THE pilgrimage to Mecca, one of the five pillars of Islam, has always involved hardship and sacrifice, whether months spent travelling on foot through barren valleys and sleeping in the open or stripping oneself of earthly trappings.
But now Raffles, which gave thirsty wanderers the Singapore Sling, is opening a luxury hotel in Mecca offering pilgrims a coffee sommelier, a chocolate room where chefs will prepare bespoke pralines and truffles, and a 24-hour butler service.
Undeterred by restrictions on beautifying oneself during the Haj, the hotel will also have segregated gyms, beauty salons, and a spa.
During the Haj, Muslims are expected to forget worldly thoughts and activities and focus on the divine, even dressing in the same manner so that distinctions of wealth and culture are set aside.
Mohammed Arkobi, the general manager of the new hotel, did not explain how its planned amenities complied with the ethos of the Haj.

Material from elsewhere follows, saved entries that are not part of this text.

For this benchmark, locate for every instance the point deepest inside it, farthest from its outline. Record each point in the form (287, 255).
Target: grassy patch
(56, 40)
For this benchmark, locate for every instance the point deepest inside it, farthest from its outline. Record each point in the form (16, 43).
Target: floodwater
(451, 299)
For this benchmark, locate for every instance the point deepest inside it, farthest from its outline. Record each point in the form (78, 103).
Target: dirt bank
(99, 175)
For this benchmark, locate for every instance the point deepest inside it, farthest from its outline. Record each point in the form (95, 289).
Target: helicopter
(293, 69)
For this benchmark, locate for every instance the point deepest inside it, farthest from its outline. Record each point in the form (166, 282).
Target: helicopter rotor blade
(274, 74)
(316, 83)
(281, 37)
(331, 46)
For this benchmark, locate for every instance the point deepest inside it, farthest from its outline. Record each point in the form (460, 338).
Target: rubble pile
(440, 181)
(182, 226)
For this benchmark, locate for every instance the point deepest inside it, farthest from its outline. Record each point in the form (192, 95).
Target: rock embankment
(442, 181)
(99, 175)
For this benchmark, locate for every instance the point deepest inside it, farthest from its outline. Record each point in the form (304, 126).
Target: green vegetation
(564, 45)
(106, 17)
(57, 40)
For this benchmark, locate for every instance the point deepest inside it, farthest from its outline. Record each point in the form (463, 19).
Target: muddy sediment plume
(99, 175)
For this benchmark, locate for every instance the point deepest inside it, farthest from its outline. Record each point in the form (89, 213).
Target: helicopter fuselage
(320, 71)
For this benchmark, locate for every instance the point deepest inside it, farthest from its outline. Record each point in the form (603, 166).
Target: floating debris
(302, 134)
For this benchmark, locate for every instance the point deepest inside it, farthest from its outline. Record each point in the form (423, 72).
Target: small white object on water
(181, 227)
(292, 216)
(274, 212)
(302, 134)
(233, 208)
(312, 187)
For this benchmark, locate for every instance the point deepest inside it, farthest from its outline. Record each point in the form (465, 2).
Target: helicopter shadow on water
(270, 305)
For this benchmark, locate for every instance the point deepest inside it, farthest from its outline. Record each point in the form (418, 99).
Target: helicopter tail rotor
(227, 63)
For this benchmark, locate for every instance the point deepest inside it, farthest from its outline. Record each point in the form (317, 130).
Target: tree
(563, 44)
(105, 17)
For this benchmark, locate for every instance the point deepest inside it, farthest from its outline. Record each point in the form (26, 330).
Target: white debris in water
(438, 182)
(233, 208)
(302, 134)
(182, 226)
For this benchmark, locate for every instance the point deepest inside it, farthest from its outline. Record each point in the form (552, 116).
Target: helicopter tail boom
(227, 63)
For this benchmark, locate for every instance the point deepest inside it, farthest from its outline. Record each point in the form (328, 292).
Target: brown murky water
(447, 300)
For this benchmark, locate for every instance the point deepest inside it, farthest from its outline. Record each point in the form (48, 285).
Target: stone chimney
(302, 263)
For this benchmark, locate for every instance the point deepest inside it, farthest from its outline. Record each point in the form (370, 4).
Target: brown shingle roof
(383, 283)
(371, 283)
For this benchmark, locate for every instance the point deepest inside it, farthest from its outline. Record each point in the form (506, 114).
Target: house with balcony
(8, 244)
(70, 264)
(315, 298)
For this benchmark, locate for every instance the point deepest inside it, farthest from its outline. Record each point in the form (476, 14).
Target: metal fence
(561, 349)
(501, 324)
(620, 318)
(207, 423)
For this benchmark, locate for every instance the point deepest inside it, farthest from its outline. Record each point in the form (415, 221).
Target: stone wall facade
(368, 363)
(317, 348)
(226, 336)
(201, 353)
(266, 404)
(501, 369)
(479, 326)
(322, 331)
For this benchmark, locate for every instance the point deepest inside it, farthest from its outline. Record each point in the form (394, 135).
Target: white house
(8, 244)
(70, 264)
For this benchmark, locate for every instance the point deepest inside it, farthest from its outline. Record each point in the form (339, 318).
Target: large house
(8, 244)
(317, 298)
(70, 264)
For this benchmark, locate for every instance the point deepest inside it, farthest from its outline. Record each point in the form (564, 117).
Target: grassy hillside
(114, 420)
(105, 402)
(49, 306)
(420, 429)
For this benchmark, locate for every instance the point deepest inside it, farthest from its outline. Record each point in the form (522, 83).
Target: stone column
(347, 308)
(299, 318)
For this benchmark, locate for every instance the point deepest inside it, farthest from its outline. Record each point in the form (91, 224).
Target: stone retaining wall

But he did say that the ''comprehensive range of services'' was designed to meet the needs of the ''discerning'' travellers it was targeting.
Mr Arkobi said the hotel was a three-minute walk from the Grand Mosque, and that a ''spacious outdoor dining terrace'' would provide direct views of it.
It is being developed by the Saudi Binladin Group, one of the largest construction companies in the Arab world, which has also been responsible for the expansion of the holy mosques in Mecca and Medina.
The company was set up by Mohammed bin Laden, father of Osama, although the family is estranged from its most infamous son.
About 4 million people visit Mecca for Haj each year. Estimates for future numbers vary wildly - from 10 million to 20 million - and Mecca has undergone a dramatic transformation to cope with demand.
One development that will dominate the skyline is the Makkah Royal Clock Tower, operated by international hoteliers Fairmont, a company chaired by Prince al-Waleed bin Talal, the Saudi king's nephew.
The tower will be 577 metres high on completion and its dimensions, including a clockface measuring 40 metres across that will be visible 16 kilometres away, make it five times larger than London's Big Ben.
Mecca's makeover is proving alarming for international activists such as Ali al-Ahmed, the director of the Washington-based Institute for Gulf Affairs.
''The [House of Saud] want to make Mecca like Dubai; it is a money-making operation,'' Mr Ahmed said, expressing concern that the arrival of luxury brands would increase the price of a pilgrimage.
''By developing Mecca in this way, they are making it inaccessible and unaffordable for the majority of Muslims. It will only be for the elite.''
The city's increasing Westernisation amounted to a ''perversion of the religion'', Mr Ahmed said.
Raffles Mecca is due to open next April.